Transcript lcs35
Individualized
Knowledge Access
David Karger
Lynn Andrea Stein
Web Search Tools
Indices
search by keyword
Taxonomies
A lot like libraries...
Library catalogues
Dewey Digital
classify by subject
Cool site of the day New book shelf,
suggested reading
Is a universal library enough?
Library/Web Limitations
Huge:
too many answers, mostly irrelevant
Only published material
miss info known to few, leading-edge content
Rigid:
all get same search results
even if come back and try again
The library is the last place we look
Bookshelves First
My data:
information gathered personally
high quality, easy for me to understand
not limited to publicly available content
annotations
My organization:
choose own subject arrangement
optimize for my kind of searching
Adapts to my needs
Then a Friend
Leverage
they organize information for their access
so quickly find things for me
Personal expertise
they know things not in any library
Trust
their recommendations are good
Shared vocabulary
they know me and what I want
Last the Library
Answer usually there
but hard to find
would be nice to rearrange to my needs
For hardest problems, need librarian
they have broad knowledge of library
but not as deep as an expert on question
Lessons
Individualized access: The best tools adapt
to individual ways of organizing and
seeking data.
Individualized knowledge: People know
much more than they publish.

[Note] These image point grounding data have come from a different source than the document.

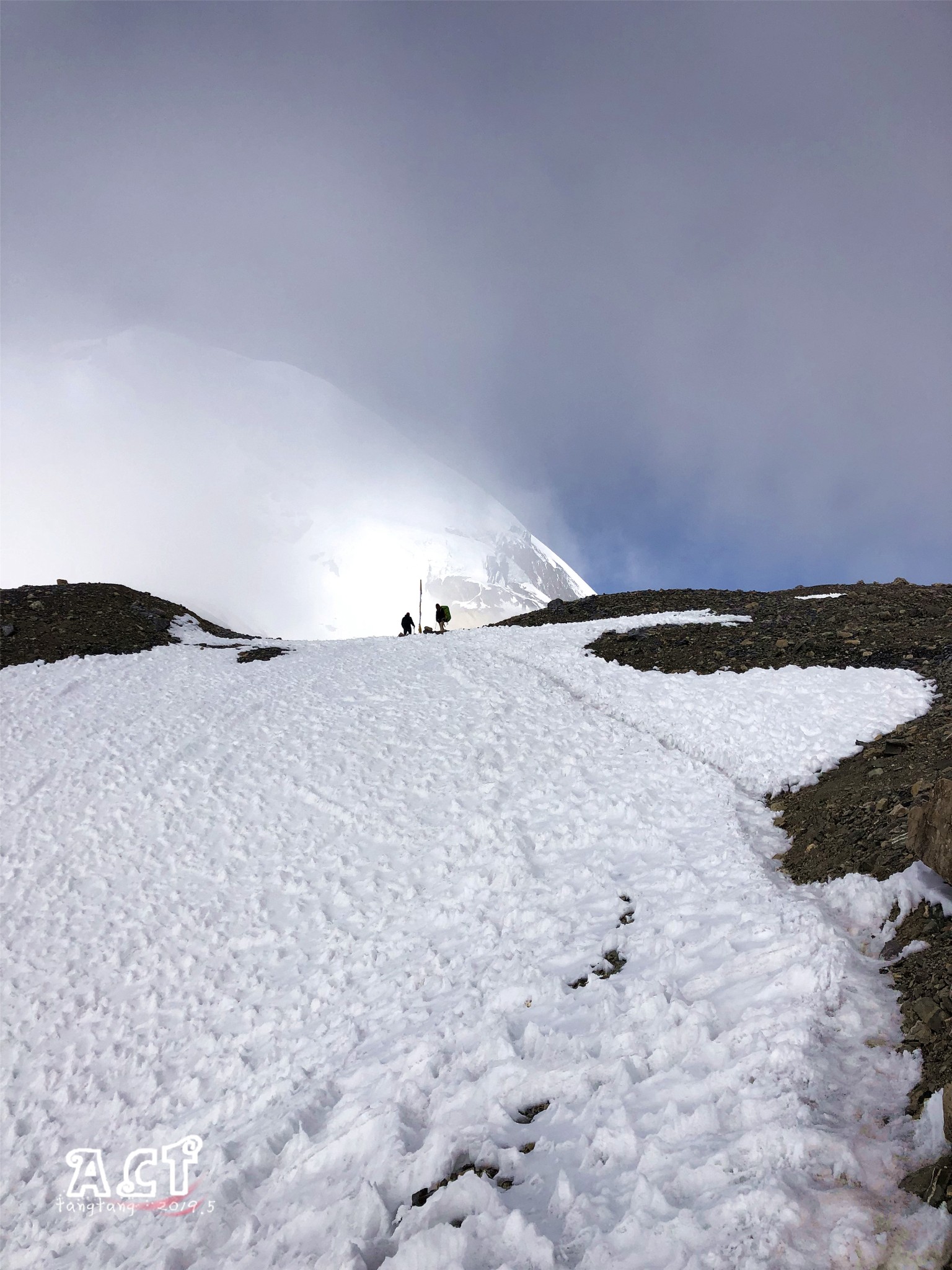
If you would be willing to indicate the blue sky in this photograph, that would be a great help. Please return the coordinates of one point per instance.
(672, 281)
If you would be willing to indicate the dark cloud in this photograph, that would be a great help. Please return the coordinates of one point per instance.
(671, 280)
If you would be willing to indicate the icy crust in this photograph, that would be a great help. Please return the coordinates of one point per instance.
(324, 912)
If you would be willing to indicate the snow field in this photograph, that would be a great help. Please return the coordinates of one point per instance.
(324, 912)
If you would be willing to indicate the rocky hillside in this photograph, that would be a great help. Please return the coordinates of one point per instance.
(86, 618)
(876, 812)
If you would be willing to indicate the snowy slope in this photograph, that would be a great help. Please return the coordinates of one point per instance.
(252, 491)
(324, 912)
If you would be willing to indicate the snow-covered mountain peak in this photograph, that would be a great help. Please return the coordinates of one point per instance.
(252, 491)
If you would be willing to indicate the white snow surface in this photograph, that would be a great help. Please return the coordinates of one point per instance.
(252, 492)
(325, 911)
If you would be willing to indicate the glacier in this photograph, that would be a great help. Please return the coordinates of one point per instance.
(250, 491)
(446, 954)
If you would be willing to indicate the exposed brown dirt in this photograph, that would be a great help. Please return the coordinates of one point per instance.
(84, 619)
(855, 818)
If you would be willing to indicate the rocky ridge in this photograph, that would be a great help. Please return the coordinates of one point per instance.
(51, 623)
(878, 810)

That
knowledge is useful.
Haystack:
a Tool for Oxygen
Independent but interacting repositories
that adapt to their individual users
Individualize access
My data collection, organization
My search tools, with answers for me
Leverage individual knowledge
Collaborative retrieval with others
Motivate people to organize their data for
their own benefit and thus for others’
Example
Have probabilistic models been used in
data mining?
My haystack doesn’t know, but “probability” is
in lots of mail I got from Tommi Jaakola
Tommi told his haystack that “Bayesian”
refers to “probability models”
Tommi has read several papers on Bayesian
methods in data mining
His haystack suggests them to mine
Research Threads
Heterogeneous data and metadata
archive whatever user wants
Human-Computer Interaction
let user express/use own organizational rules
observe user to detect unexpressed knowledge
Machine learning
use gathered data to improve performance
Collaborative filtering
use others’ decisions to help me
My data
Haystack archives anything
web pages browsed, email sent and received,
documents written, scanned images, home
directory, people known, projects worked on
And any properties, relationships
text of object (if know how)
author, title, color, citations, quotations,
annotations, quality, last usage
Users freely adds types, relationships
Gathering My Data
Active user input
interfaces let user add data, note relationships
Mining data from haystack
plug-in services opportunistically extract data
e.g., find author/title/text in MSWord document
or, detect that one document quotes another
Observing user
plug-ins to other interfaces report user actions
web pages browsed, mail sent, queries made
Adaptation
Remember user’s attempts to tune a query
instead of first query attempt, use last one
record items user picked as good matches
future similar queries do better right away
Stored content shows what user knows/likes
modify queries to big search engines
filter results coming back
personalized “cool site of the day”
Collaborative Access
Leverage others’ work organizing data
no need to “publish” expertise
exposed automatically
self interest helps others
Privacy/permission concerns
allowing exposure easier than publishing
much public info: mailing lists, papers read
Whose opinions matter?
people I mail, w/shared data, referrals
collaborative filtering techniques
Conclusion
Libraries are not enough
Haystack teases out individual knowledge
Individualizes information access for user
Exposes individual knowledge to benefit
community
Current status: individual-user prototype.
Some data extraction, observation, adapting.
Collaborative version in future.